On 12/2/05, Mauricio Fernández [email protected] wrote:
On Fri, Dec 02, 2005 at 07:27:32PM +0900, Ron J. wrote:
Ruby does use COW for arrays and strings, so internal pointers are
reused and the data they point to duplicated when actually needed.
somearray[start, size] will always reuse the internal array.
If I’m reading rb_str_substr correctly, somestring[start, rsize] will
copy the bytes unless start’+rsize == somestring.size (start’ being
the adjusted offset), amongst other conditions.
What does “COW” mean?
A serious problem occurs when you go modify the original (likely
large) array after taking a slice. It allocates a new area for the
original array and leaves the slice (probably small) pointing the the
original area with the entire array. This can cause serious
performance issues (memory and run-time). Here is a simple example
that shows the problem:
time ruby -e ‘n=2**13; a=(1…n).to_a; n.times { |i| a.push(a[i,1]) };
IO.readlines(“/proc/#$$/status”).grep(/VmSize/).display’
VmSize: 593020 kB
50.44user 0.65system 1:00.24elapsed 84%CPU (0avgtext+0avgdata
0maxresident)k
0inputs+0outputs (1957major+121801minor)pagefaults 0swaps
You’ll find that both memory and runtime are O(n**2). vs. the
equivalent without element sharing (O(n)):
time ruby -e ‘n=2**13; a=(1…n).to_a; n.times { |i| a.push([a[i]]) };
IO.readlines(“/proc/#$$/status”).grep(/VmSize/).display’
VmSize: 3384 kB
0.01user 0.00system 0:00.22elapsed 7%CPU (0avgtext+0avgdata
0maxresident)k
0inputs+0outputs (1major+558minor)pagefaults 0swaps
Back in September, I provided a patch to 1.9 for arrays. It addressed
this issue plus made operations near the beginning of the array (i.e.
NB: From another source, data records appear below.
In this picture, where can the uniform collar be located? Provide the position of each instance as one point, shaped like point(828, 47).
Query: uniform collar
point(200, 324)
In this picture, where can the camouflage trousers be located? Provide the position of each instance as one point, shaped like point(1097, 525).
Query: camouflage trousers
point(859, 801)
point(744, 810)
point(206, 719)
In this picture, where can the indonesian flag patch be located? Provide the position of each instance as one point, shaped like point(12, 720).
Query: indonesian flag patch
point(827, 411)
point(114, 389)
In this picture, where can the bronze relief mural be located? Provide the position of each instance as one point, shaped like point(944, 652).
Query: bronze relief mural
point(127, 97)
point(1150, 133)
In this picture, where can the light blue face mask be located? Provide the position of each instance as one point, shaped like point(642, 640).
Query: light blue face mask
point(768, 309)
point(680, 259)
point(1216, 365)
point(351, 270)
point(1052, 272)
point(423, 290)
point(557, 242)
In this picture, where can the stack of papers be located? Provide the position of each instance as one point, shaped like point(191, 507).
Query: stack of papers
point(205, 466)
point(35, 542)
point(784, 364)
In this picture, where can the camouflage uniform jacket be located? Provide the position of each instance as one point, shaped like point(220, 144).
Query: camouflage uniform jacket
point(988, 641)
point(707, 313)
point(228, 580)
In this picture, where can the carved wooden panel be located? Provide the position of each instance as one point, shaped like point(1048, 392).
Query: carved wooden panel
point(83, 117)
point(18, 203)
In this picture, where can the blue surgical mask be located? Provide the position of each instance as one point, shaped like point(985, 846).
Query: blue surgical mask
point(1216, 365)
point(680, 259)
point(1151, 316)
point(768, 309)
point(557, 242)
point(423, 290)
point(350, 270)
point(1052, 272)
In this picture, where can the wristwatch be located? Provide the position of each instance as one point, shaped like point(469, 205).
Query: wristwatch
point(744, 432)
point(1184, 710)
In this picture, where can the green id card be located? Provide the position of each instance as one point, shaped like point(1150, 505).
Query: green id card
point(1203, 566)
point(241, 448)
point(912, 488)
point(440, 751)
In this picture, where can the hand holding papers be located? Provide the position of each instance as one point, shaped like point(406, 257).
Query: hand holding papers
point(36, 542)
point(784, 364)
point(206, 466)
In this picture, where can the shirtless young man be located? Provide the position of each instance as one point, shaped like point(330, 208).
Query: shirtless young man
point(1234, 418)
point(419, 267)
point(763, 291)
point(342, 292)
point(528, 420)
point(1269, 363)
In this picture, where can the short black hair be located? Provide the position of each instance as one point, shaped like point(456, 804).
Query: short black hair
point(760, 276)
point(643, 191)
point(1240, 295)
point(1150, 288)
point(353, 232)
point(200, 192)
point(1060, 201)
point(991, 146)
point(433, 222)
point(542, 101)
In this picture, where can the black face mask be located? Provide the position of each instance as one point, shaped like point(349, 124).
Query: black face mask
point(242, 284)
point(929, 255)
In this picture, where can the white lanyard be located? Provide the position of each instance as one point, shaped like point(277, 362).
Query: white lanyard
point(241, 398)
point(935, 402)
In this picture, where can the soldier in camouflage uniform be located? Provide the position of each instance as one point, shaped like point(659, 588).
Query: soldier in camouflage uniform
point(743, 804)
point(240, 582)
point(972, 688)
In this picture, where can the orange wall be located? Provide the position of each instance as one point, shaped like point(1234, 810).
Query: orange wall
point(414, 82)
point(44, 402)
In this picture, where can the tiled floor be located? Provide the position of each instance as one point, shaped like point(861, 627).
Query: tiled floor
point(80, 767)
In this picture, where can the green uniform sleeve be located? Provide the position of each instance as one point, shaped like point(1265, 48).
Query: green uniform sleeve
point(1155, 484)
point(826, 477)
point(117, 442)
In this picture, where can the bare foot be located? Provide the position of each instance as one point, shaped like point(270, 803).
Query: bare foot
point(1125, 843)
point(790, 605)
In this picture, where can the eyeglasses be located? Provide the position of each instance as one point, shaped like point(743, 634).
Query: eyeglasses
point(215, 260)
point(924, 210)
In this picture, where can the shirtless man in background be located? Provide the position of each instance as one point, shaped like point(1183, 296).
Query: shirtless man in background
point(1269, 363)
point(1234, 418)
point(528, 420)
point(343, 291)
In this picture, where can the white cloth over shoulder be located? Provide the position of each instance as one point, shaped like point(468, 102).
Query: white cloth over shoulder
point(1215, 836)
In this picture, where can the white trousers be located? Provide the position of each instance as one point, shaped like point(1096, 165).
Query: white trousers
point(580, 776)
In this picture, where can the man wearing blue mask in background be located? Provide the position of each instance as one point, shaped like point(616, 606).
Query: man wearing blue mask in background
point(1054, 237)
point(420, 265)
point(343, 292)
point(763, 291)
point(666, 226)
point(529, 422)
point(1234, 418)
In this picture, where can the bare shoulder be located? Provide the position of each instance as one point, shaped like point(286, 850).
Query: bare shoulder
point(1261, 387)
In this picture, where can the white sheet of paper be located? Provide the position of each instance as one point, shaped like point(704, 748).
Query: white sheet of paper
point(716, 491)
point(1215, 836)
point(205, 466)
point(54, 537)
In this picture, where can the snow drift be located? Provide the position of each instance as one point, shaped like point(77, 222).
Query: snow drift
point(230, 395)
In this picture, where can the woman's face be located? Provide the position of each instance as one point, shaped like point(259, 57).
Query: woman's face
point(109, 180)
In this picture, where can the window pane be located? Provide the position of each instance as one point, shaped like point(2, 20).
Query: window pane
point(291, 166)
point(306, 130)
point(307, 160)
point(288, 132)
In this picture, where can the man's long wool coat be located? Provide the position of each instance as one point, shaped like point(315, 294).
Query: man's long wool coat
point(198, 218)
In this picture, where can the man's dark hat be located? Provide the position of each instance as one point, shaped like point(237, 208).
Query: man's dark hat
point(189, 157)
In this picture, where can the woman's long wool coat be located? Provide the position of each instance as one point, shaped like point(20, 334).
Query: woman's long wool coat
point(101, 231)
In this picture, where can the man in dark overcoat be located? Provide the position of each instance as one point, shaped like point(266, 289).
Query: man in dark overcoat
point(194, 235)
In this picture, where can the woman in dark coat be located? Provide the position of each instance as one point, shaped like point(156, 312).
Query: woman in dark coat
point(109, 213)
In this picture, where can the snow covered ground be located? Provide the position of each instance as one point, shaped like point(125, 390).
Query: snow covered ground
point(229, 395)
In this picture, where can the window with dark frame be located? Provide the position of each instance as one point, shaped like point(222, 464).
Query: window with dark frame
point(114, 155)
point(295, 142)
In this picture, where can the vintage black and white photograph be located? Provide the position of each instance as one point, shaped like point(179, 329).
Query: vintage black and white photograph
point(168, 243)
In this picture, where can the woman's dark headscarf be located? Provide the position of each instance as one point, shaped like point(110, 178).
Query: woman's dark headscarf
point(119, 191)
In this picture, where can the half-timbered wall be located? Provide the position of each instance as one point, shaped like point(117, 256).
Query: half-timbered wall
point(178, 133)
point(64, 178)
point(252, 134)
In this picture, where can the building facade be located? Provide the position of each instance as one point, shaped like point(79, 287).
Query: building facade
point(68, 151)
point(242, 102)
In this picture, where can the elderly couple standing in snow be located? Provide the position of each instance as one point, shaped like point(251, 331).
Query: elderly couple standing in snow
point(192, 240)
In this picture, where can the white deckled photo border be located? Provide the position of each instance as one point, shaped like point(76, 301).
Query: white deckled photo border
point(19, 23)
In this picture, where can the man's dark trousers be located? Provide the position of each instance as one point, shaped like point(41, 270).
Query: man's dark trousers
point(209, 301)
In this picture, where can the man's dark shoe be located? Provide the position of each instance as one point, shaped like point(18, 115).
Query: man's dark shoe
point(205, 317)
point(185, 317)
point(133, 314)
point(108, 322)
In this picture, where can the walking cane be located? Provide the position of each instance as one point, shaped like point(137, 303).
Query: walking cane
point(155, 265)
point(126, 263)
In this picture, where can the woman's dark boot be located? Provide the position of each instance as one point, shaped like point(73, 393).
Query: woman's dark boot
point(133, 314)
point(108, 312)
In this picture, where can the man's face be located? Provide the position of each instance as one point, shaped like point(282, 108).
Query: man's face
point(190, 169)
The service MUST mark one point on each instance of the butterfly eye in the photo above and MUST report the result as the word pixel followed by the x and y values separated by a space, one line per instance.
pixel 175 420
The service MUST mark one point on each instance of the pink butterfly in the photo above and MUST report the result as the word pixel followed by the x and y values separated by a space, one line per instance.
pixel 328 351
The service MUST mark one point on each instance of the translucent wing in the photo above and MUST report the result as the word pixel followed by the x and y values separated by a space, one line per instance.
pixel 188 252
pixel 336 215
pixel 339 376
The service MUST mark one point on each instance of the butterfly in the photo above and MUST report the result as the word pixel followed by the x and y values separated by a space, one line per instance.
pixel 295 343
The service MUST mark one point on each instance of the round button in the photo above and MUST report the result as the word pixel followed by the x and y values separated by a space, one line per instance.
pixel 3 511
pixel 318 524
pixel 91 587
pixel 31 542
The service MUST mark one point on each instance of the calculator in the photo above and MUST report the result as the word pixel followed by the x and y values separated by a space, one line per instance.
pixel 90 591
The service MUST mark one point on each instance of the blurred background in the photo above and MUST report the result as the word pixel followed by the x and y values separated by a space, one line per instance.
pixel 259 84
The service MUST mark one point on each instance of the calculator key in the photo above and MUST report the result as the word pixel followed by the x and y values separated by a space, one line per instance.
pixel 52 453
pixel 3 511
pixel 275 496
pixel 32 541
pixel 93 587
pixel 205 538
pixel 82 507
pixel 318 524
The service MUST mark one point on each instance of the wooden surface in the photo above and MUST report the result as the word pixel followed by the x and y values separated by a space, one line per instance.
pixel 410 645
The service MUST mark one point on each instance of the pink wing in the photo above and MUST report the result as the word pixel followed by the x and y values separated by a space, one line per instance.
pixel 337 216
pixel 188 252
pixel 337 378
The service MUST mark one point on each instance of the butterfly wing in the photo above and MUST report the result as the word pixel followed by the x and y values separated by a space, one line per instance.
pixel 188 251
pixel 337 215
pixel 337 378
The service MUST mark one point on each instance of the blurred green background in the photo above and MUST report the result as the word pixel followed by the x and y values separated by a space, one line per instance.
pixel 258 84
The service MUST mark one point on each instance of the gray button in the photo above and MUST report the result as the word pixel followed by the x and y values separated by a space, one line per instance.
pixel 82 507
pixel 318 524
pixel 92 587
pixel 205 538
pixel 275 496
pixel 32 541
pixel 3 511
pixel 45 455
shift/unshift) just as fast as operations near the end (i.e.
pop/push). Here was my post:
http://blade.nagaokaut.ac.jp/cgi-bin/scat.rb/ruby/ruby-core/5861
This patch hasn’t been accepted to the ruby head (yet). The guys
doing the Sydney fork of ruby (1.8 derivative) do plan on integrating
it. I’m not sure where they are on it.
I haven’t had time to do the same for strings.